Two years ago, Mahoney acquired G. D. Searle, the Chicago pharmaceutical company that developed the artificial sweetener aspartame--the basic ingredient of NutraSweet. He didn’t buy Searle for the sweetener, though, but for its abilities in biogenetic chemistry. Mahoney, 53, a chemist by training, saw biochemistry as the logical next step for Monsanto, a leader in agricultural chemicals and animal feeds. The future in that business, he believed, lay in laboratory duplication of substances occurring in nature--as Monsanto is now developing a hormone to increase milk yields in cows and a similar hormone to reduce the fat in pork.
But he paid a $2.75-billion price for Searle, a big premium over the stated value of its assets and a sum that put Monsanto deeply into debt. Under conventional accounting rules, the premium paid for Searle would have been depreciated--without any deduction for taxes--over 40 years. But Monsanto didn’t follow convention. Instead, it assigned more than $1 billion of the Searle purchase price to the value of its patent on the sweetener, aspartame, which expires in 1992. Monsanto then could take a tax-deductible annual depreciation charge of around $180 million on that patent. This enabled it to lower its taxes and use the extra cash to rapidly pay down its debt. The drawback was that higher depreciation reduced its reported earnings last year by more than $1 a share. That’s why investors call Monsanto’s earnings “understated”--meaning there is more cash-earning ability in the company than is evident in its reports.

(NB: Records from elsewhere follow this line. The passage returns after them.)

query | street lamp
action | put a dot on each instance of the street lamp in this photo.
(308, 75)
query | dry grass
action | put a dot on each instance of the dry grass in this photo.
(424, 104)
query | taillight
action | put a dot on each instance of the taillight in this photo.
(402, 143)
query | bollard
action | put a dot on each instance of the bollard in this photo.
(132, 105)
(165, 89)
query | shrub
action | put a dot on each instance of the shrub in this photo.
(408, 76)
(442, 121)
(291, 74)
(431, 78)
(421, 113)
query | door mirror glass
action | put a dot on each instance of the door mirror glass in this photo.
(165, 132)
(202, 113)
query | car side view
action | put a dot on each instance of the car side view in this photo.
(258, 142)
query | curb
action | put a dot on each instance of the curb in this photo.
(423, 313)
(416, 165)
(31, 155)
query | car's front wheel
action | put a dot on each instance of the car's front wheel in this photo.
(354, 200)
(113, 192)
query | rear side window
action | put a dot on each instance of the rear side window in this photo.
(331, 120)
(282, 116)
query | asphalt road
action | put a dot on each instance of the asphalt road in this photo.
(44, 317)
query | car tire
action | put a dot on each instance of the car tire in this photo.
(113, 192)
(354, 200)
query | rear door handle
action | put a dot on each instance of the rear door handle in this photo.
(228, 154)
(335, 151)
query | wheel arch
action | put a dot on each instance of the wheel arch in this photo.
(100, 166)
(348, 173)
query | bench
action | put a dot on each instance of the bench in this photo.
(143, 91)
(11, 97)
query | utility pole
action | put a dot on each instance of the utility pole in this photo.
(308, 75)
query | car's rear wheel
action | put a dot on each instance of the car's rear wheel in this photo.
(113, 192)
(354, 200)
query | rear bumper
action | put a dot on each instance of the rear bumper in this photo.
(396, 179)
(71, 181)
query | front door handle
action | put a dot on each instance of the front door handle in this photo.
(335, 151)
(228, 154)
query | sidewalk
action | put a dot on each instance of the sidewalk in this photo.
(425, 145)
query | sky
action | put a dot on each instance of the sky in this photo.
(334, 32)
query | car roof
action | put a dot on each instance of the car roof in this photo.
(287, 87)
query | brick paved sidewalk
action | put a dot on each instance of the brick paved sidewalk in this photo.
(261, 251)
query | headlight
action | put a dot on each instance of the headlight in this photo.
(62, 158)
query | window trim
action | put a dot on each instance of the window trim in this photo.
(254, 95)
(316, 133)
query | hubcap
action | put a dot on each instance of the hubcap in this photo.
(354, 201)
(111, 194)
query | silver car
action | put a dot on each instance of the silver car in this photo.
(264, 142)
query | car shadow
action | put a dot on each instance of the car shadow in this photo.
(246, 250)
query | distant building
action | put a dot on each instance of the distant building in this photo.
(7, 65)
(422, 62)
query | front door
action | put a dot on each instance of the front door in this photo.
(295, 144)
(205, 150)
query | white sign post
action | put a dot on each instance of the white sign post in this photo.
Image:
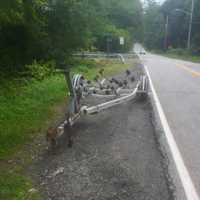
(121, 40)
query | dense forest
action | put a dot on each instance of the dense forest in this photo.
(177, 13)
(51, 30)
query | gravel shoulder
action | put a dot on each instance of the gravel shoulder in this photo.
(115, 156)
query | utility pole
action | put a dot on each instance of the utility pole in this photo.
(190, 25)
(166, 33)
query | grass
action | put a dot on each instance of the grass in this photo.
(183, 56)
(25, 110)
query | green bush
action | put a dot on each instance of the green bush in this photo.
(38, 70)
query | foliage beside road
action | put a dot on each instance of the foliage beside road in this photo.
(175, 37)
(43, 30)
(180, 54)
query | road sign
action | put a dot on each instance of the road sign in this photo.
(121, 40)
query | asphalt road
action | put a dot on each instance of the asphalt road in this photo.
(177, 84)
(115, 156)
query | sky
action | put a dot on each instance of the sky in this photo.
(159, 1)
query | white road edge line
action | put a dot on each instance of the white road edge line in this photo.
(184, 175)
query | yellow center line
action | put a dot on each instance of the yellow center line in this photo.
(193, 72)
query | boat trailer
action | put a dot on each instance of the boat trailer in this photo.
(113, 90)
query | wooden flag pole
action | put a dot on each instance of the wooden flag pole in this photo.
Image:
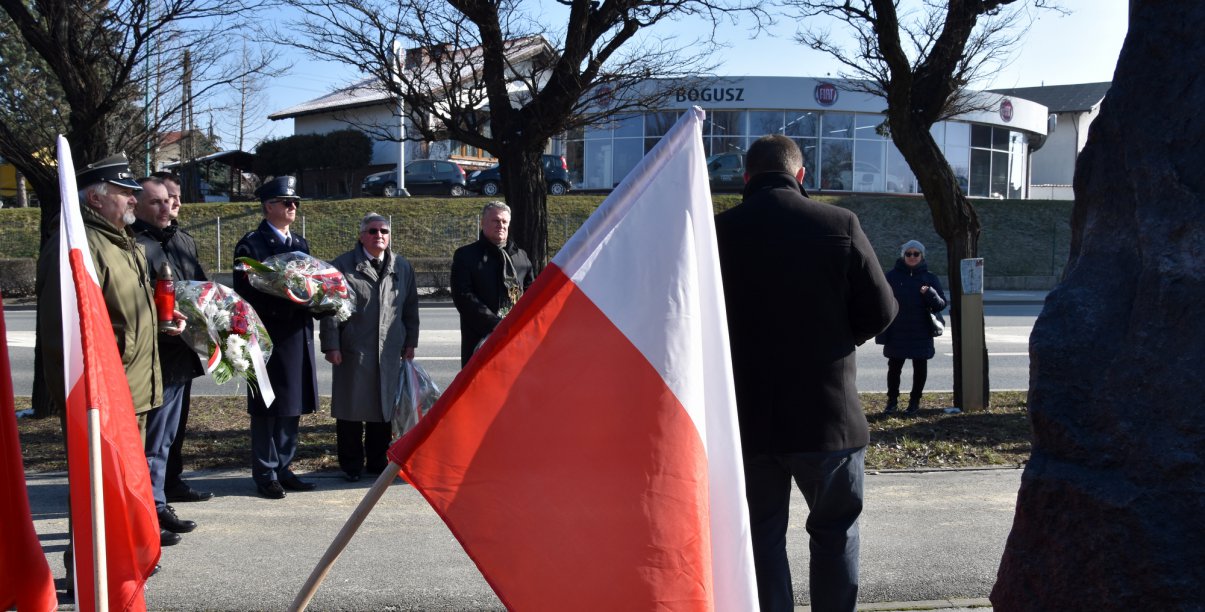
(97, 484)
(344, 537)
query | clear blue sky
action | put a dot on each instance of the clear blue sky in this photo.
(1080, 47)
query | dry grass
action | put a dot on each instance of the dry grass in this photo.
(218, 436)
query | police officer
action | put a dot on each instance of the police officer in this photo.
(291, 369)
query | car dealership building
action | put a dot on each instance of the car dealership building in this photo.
(838, 128)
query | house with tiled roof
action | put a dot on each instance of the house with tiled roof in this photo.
(1073, 109)
(369, 107)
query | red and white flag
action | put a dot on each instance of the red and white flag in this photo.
(588, 455)
(95, 380)
(25, 578)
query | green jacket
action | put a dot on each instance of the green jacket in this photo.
(129, 295)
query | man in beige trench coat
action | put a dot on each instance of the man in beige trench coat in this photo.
(368, 348)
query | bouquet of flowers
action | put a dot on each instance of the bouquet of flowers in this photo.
(227, 333)
(416, 396)
(303, 280)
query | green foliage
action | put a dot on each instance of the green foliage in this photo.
(344, 149)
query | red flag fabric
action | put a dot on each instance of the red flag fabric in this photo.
(95, 381)
(588, 454)
(25, 578)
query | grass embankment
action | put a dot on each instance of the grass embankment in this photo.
(218, 436)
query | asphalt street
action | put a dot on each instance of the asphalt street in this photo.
(929, 540)
(1009, 318)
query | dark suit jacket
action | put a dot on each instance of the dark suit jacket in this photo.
(477, 288)
(289, 325)
(803, 288)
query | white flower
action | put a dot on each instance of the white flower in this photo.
(235, 346)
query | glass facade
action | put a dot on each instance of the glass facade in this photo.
(842, 151)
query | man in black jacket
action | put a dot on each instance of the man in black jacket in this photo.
(165, 243)
(174, 486)
(803, 289)
(488, 276)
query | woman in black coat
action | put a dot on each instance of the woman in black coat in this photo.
(910, 336)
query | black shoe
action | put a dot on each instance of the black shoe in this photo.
(168, 537)
(271, 490)
(293, 483)
(186, 493)
(169, 521)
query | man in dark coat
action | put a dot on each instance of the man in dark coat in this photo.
(175, 487)
(488, 276)
(166, 245)
(291, 369)
(803, 289)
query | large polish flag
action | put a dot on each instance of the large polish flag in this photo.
(588, 455)
(25, 578)
(95, 381)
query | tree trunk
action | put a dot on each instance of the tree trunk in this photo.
(1109, 512)
(954, 221)
(527, 195)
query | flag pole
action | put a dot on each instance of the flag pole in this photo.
(97, 480)
(345, 535)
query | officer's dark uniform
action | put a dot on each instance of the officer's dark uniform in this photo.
(291, 369)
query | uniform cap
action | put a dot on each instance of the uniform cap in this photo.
(278, 187)
(113, 169)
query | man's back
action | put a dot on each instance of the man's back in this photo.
(803, 288)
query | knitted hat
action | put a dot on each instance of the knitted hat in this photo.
(912, 243)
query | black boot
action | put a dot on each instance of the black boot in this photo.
(892, 404)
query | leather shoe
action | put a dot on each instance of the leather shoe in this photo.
(271, 490)
(293, 483)
(169, 521)
(186, 493)
(168, 537)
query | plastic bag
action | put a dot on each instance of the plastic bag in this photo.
(416, 395)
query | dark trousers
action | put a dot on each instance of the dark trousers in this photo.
(160, 433)
(920, 375)
(832, 484)
(362, 445)
(171, 478)
(274, 442)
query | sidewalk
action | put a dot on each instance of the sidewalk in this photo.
(930, 541)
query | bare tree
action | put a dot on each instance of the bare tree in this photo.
(246, 107)
(99, 65)
(921, 62)
(497, 76)
(87, 69)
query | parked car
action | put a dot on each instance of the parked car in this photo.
(556, 176)
(726, 171)
(423, 176)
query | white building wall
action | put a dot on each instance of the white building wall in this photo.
(383, 151)
(1054, 163)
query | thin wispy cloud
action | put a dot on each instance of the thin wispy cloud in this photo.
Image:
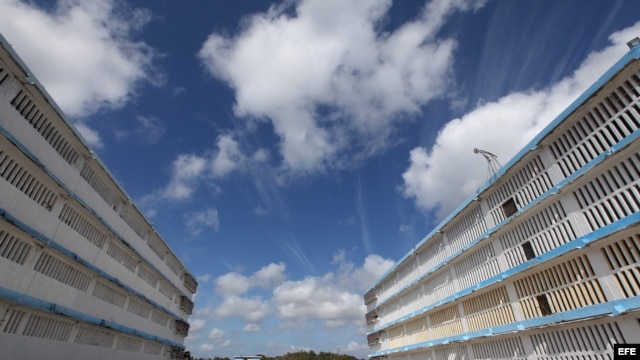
(442, 176)
(84, 52)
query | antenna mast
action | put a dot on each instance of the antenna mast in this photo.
(492, 162)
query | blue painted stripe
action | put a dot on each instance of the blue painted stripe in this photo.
(31, 79)
(72, 195)
(73, 256)
(633, 54)
(629, 221)
(50, 307)
(624, 143)
(611, 308)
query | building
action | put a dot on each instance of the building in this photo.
(543, 262)
(83, 274)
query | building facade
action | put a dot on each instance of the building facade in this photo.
(83, 274)
(543, 262)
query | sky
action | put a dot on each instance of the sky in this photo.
(291, 152)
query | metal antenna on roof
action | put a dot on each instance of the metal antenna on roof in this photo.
(492, 162)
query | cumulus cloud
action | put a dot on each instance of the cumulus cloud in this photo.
(216, 334)
(442, 176)
(150, 129)
(83, 52)
(234, 283)
(196, 325)
(329, 80)
(252, 310)
(199, 220)
(189, 170)
(206, 347)
(186, 169)
(333, 298)
(318, 298)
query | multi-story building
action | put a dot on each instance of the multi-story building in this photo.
(543, 261)
(83, 273)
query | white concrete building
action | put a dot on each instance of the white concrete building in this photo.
(83, 274)
(543, 262)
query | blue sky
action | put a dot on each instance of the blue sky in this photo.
(291, 152)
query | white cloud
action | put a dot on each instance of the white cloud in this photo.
(318, 298)
(267, 277)
(186, 169)
(199, 220)
(82, 51)
(89, 135)
(203, 279)
(333, 299)
(252, 310)
(216, 334)
(196, 325)
(270, 275)
(228, 158)
(233, 284)
(150, 128)
(206, 347)
(251, 328)
(444, 175)
(329, 80)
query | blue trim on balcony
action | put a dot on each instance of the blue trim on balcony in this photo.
(552, 191)
(73, 256)
(633, 54)
(72, 195)
(32, 80)
(579, 243)
(50, 307)
(611, 308)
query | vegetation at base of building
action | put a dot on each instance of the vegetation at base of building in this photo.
(300, 355)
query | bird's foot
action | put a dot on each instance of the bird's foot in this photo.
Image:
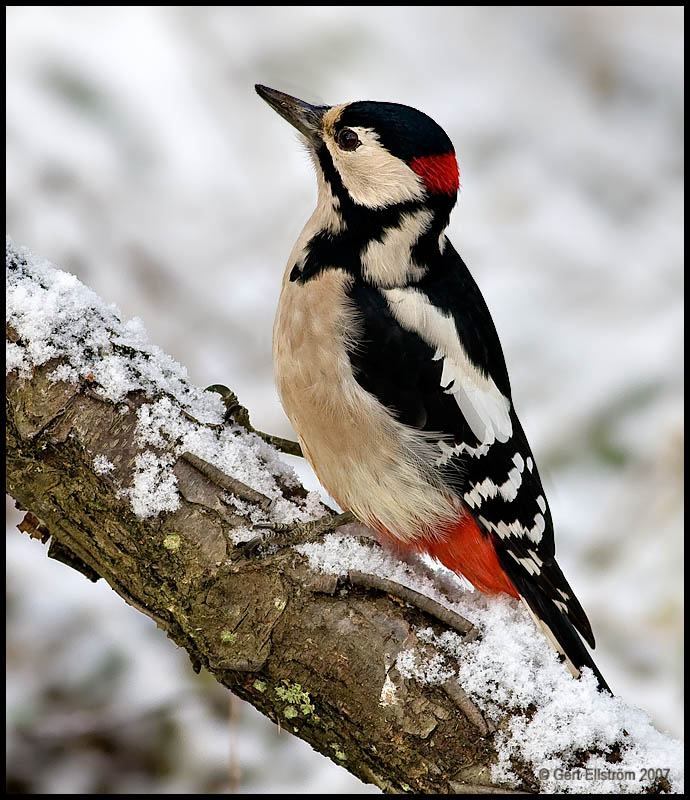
(290, 534)
(236, 412)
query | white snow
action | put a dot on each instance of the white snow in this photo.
(56, 317)
(510, 667)
(166, 185)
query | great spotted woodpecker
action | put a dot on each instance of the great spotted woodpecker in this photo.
(390, 369)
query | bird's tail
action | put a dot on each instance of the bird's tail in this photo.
(560, 619)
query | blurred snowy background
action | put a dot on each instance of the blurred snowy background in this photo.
(139, 158)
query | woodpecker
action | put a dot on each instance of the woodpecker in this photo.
(389, 366)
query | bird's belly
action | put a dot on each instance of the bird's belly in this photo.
(371, 464)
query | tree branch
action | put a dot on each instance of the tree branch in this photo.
(313, 652)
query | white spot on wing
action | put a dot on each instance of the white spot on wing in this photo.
(515, 528)
(485, 408)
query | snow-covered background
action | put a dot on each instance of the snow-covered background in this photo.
(139, 158)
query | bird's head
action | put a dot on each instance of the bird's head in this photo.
(375, 155)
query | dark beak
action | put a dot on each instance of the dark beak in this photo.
(303, 116)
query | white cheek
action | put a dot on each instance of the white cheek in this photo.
(372, 176)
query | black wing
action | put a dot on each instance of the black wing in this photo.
(401, 366)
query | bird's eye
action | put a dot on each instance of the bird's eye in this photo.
(347, 139)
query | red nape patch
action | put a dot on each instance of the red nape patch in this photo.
(463, 548)
(439, 173)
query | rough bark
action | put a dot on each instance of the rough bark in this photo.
(310, 652)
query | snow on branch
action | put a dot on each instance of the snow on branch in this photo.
(100, 425)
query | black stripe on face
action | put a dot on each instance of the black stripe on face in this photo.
(343, 250)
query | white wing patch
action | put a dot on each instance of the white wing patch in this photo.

And investor interest has been rising because, as of July, the company’s debt was paid down to reasonable levels once again. Which means that any cash flow not needed for research and development or plant expenditures is available for increased dividends or stock repurchases.
What has happened here is that Uncle Sam’s tax law has helped a major company make a transition and also created potential opportunity for shrewd investors. The transition for Monsanto is toward greater emphasis on pharmaceuticals and biochemistry. There the cash flow helps with research expenditures, where the company now spends $600 million, or 8% of its sales, where it used to spend 3% on traditional chemical research.
But the company also will have cash to spare because it is able to spend less on building plants. Basic petrochemical refineries are in oversupply, and any new ones are likely to be built in oil-producing countries.
What that means, says Morgan Stanley’s Leming, is enough surplus cash flow to buy back 15 million to 20 million of its shares over a five-year period. Monsanto officially says it’s following no timetable but acknowledges it’s considering a share repurchase.
It’s either that, after all, or face an almost certain takeover bid--financed by loans or bonds that are made affordable to corporate acquirers by the tax-deductibility of interest. Truly, Uncle Sam’s tax law creates opportunity for all.